Weekly trading on the 24th closes at 1,449.8 won, down 33.8 won
Authorities deploy strong verbal intervention and policy measures
Largest drop since November 11, 2022 (59.1 won)
On the 24th, the won-dollar exchange rate plunged by 33.8 won, dropping sharply below the 1,450-won mark. As the foreign exchange authorities took the unusual step of deploying strong verbal intervention and policy measures to curb the year-end rise in the exchange rate, the won-dollar rate recorded its largest single-day drop in three years and one month.
On the morning of the 24th, the won-dollar exchange rate is displayed on the status board in the dealing room at the headquarters of Hana Bank in Jung-gu, Seoul. Photo by Yonhap News.
Down 33.8 won to close at 1,449.8 won... Largest drop in three years and one month
On this day, in the Seoul foreign exchange market, the weekly trading of the won-dollar exchange rate (as of 3:30 p.m.) closed at 1,449.8 won, down 33.8 won from the previous trading day. This is the first time in about a month and a half that the weekly closing price of the won-dollar exchange rate has fallen below the 1,450-won level since November 6 (1,447.7 won). The drop recorded on this day (33.8 won) is the largest since November 11, 2022, when it fell by 59.1 won.
The won-dollar exchange rate opened at 1,484.9 won, setting a new yearly high at the opening price. However, in the early session, strong verbal intervention by the foreign exchange authorities sharply lowered the level to the 1,460-won range.
Yoon Kyungsoo, Director General of the International Department at the Bank of Korea, and Kim Jaehwan, Director General of the International Finance Bureau at the Ministry of Economy and Finance, delivered a "foreign exchange authorities' market message" immediately after the market opened, emphasizing that "an excessive weakening of the won is undesirable." They warned, "You will soon see that the series of meetings held over the past one to two weeks and the announcement of measures by each ministry and agency were part of the government's process to demonstrate its strong will and comprehensive policy execution capabilities." This was considered a stronger level of verbal intervention than during the financial crisis.
Immediately after the verbal intervention, the Ministry of Economy and Finance announced the "Domestic Investment and Foreign Exchange Stabilization Tax Support Plan," which centers on exempting individual investors who sell overseas stocks and make long-term investments in domestic stocks from capital gains tax (20%) for one year. During the morning session, foreign media also reported that the National Pension Service had begun strategic currency hedging through a foreign exchange swap with the Bank of Korea. Amid this all-out effort, the decline widened in the afternoon. The exchange rate, which had dropped to the 1,450-won level, fell further to 1,449.30 won at around 3:15 p.m., just before the close of the weekly session.

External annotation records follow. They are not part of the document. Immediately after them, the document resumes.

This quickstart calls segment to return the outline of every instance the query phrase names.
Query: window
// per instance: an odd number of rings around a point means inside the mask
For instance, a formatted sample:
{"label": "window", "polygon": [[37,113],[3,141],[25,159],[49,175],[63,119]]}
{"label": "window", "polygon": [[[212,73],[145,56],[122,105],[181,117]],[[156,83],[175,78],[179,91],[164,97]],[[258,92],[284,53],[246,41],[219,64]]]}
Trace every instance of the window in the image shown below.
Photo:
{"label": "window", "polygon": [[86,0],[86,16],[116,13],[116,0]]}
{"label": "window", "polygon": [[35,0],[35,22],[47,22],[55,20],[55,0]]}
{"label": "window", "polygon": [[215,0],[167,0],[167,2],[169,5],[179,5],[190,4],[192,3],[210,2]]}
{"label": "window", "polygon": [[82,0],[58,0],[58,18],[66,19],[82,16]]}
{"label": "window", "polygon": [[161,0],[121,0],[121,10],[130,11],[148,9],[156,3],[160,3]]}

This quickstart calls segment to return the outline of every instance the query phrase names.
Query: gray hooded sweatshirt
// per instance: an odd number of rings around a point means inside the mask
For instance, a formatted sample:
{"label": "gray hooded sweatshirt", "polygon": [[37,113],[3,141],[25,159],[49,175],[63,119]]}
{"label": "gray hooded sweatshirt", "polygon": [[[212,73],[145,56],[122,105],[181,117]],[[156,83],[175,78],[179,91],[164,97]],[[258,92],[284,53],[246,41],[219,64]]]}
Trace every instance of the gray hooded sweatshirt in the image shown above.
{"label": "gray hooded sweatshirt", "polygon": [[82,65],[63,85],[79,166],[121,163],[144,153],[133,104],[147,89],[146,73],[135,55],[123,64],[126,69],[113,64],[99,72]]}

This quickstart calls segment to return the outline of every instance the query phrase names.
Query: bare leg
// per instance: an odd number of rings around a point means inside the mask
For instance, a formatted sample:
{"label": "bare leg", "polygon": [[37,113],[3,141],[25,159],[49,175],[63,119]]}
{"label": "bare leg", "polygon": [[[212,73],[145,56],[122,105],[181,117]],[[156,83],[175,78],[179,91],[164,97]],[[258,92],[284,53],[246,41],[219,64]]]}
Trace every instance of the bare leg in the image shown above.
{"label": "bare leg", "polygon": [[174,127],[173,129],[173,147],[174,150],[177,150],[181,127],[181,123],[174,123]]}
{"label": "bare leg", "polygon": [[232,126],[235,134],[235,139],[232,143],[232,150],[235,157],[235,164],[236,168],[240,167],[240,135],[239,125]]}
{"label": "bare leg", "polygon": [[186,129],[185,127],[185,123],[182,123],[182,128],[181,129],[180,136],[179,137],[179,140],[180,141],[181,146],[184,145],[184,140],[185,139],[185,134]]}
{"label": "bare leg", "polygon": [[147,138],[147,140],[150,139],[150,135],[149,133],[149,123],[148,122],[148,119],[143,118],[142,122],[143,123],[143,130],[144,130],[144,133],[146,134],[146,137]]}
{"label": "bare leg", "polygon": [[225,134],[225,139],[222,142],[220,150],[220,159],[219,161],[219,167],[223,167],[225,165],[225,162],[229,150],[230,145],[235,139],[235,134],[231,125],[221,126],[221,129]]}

Verbal intervention and policy measures deployed... "Authorities' resolve confirmed, market sentiment will shift"
Experts predicted that the strong verbal intervention and policy measures would significantly shift market sentiment, which had previously remained focused on a continued high exchange rate despite a series of stabilization measures by the authorities. Park Sanghyun, a researcher at iM Securities, noted, "The government's swift use of tax policy for foreign exchange market stabilization, despite the tax revenue burden, is expected to not only improve the actual foreign exchange supply and demand but also weaken the previously one-sided sentiment toward a weaker won."
Recently, the government and the Bank of Korea have successively announced rational adjustments to the forward exchange position system, relief of the burden of foreign currency liquidity stress tests, expansion of the permitted use of foreign currency loans by residents for won purposes, and new frameworks related to the National Pension Service. In preparation for large-scale currency hedging by the National Pension Service, the foreign exchange authorities have decided to exempt financial institutions from the foreign exchange soundness levy and pay interest on excess reserves for foreign currency deposits for six months starting next month. The market also expects these measures to help lower the exchange rate level over time.